Effect of correction for the Nikkor 24-70mm f2.8G ED (on the D700 - hover for LR corrected version)


One could analyse the effect on different settings endlessly, but I shall not do that. Let us suffice to say that the wider you open either POV or aperture, the more effect the correction will give you. Having said that, it is noteworthy how quickly these problems diminish (although vinetting remains to a certain extent whatever aperture is used). Looking at a photo shot @ 35mm f2.8, I can see only minor need for vignetting correction and moderate to no need to correct distortion.

Effect of correction on the ED 14-35mm f2.0 (on the E-3 - hover for LR corrected version)


Let us now move on to the Zuiko Digital ED 35-100mm f2.0. This is a lens I love (have I said that already?) and one that might keep me in the Zuiko camp, despite the pathetic struggle with camera bodies (but that is another matter). I use this lens for portraiture and to shoot performances on stage - distortion is never good and you can pretend that vignetting is good mostly in the first case.

Effect of correction on the ED 35-100mm f2.0 (on the E-3 - hover for LR corrected version)


As both the image above and below shows, distortion is practically nonexistent with this lens, but vignetting does exist.

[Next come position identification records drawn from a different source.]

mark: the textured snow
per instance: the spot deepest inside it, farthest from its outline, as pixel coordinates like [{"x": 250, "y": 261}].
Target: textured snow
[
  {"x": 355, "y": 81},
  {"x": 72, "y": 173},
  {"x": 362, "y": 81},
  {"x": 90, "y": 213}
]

I could go on saying that it adds to the mood, yada-yada, but it's there and one should be aware of it. At 35mm however, the situation is less "worrying", as you can see below.

Effect of correction on the ED 35-100mm f2.0 (on the E-3 - hover for LR corrected version)


Finally, let us take a look at the all-time favourite of many, the ED 50mm f2.0 macro. As you can see, it is pretty much perfect geometrically and has some vignetting at f2.0, but this goes away soon (and is completely gone at f4.0).

Effect of correction on the ED 50mm f2.0 (on the E-3 - hover for LR corrected version)


Download area - enjoy! (right click to save)

Lens profile for the E-3 - ED 14-35mm f2.0 combination: E-3 (14.0-35.0 mm f2.0) - RAW - csgzs.lcp.
Lens profile for the E-3 - ED 35-100mm f2.0 combination: E-3 (35.0-100.0 mm f2.0) - RAW - csgzs.lcp.
Lens profile for the E-3 - ED 50mm f2.0 combination: E-3 (50.0 mm f2.0) - RAW - csgzs.lcp.